Sparse matrix computations are ubiquitous in scientific computing. With the recent interest in scientific machine learning, it is natural to ask how sparse matrix computations can leverage neural networks (NN). Unfortunately, multi-layer perceptron (MLP) neural networks are typically not natural for either graph or sparse matrix computations. The issue lies with the fact that MLPs require fixed-sized inputs while scientific applications generally generate sparse matrices with arbitrary dimensions and a wide range of nonzero patterns (or matrix graph vertex interconnections). While convolutional NNs could possibly address matrix graphs where all vertices have the same number of nearest neighbors, a more general approach is needed for arbitrary sparse matrices, e.g. arising from discretized partial differential equations on unstructured meshes. Graph neural networks (GNNs) are one approach suitable to sparse matrices. GNNs define aggregation functions (e.g., summations) that operate on variable size input data to produce data of a fixed output size so that MLPs can be applied. The goal of this paper is to provide an introduction to GNNs for a numerical linear algebra audience. Concrete examples are provided to illustrate how many common linear algebra tasks can be accomplished using GNNs. We focus on iterative methods that employ computational kernels such as matrix-vector products, interpolation, relaxation methods, and strength-of-connection measures. Our GNN examples include cases where parameters are determined a-priori as well as cases where parameters must be learned. The intent with this article is to help computational scientists understand how GNNs can be used to adapt machine learning concepts to computational tasks associated with sparse matrices. It is hoped that this understanding will stimulate data-driven extensions of classical sparse linear algebra tasks.

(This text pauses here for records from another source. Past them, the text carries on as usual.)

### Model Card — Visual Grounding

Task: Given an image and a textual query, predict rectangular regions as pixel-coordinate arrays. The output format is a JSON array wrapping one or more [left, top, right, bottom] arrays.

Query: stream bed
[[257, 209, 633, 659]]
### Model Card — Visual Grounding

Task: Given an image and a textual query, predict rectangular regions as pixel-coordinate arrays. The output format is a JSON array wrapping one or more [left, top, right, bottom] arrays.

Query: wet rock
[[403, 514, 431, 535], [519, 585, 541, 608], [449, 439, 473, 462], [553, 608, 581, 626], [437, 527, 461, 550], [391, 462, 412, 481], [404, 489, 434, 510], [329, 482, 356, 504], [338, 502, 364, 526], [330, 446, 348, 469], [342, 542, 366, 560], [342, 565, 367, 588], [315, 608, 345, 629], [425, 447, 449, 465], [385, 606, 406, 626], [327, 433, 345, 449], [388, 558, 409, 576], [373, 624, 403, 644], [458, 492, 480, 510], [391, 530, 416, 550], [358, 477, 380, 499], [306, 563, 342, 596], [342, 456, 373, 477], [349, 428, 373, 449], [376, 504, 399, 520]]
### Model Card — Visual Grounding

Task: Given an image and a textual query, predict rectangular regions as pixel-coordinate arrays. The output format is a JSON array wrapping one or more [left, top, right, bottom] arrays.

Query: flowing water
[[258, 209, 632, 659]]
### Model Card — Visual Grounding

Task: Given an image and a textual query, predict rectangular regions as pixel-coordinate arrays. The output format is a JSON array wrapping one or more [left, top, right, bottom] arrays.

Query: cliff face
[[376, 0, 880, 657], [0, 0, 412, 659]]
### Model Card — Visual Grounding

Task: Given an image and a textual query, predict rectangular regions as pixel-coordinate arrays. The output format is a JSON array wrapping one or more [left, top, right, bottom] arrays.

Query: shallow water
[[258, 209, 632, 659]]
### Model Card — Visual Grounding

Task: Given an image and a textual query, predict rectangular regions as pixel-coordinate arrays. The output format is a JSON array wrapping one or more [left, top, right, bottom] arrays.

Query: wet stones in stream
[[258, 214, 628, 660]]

翻译：稀疏矩阵计算在科学计算领域无处不在。随着科学机器学习领域的兴起，人们自然要问：稀疏矩阵计算如何利用神经网络？遗憾的是，多层感知器神经网络通常不适用于图计算或稀疏矩阵计算。问题在于 MLP 需要固定大小的输入，而科学应用通常会产生具有任意维度和各种非零模式（或矩阵图顶点互连）的稀疏矩阵。虽然卷积神经网络可能适用于所有顶点具有相同最近邻数量的矩阵图，但对于任意稀疏矩阵（例如非结构化网格上离散化偏微分方程产生的矩阵），需要更通用的方法。图神经网络是适用于稀疏矩阵的一种方法。GNN 定义了聚合函数（例如求和），这些函数对可变大小的输入数据进行操作，以生成固定大小的输出数据，从而可以应用 MLP。本文旨在为数值线性代数领域的读者介绍 GNN。我们提供了具体示例来说明如何使用 GNN 完成许多常见的线性代数任务。我们重点关注采用矩阵-向量乘积、插值、松弛方法和连接强度度量等计算核心的迭代方法。我们的 GNN 示例包括参数预先确定的情况以及必须学习参数的情况。本文旨在帮助计算科学家理解如何将 GNN 用于将机器学习概念应用于与稀疏矩阵相关的计算任务。希望这种理解能够激发经典稀疏线性代数任务的数据驱动扩展。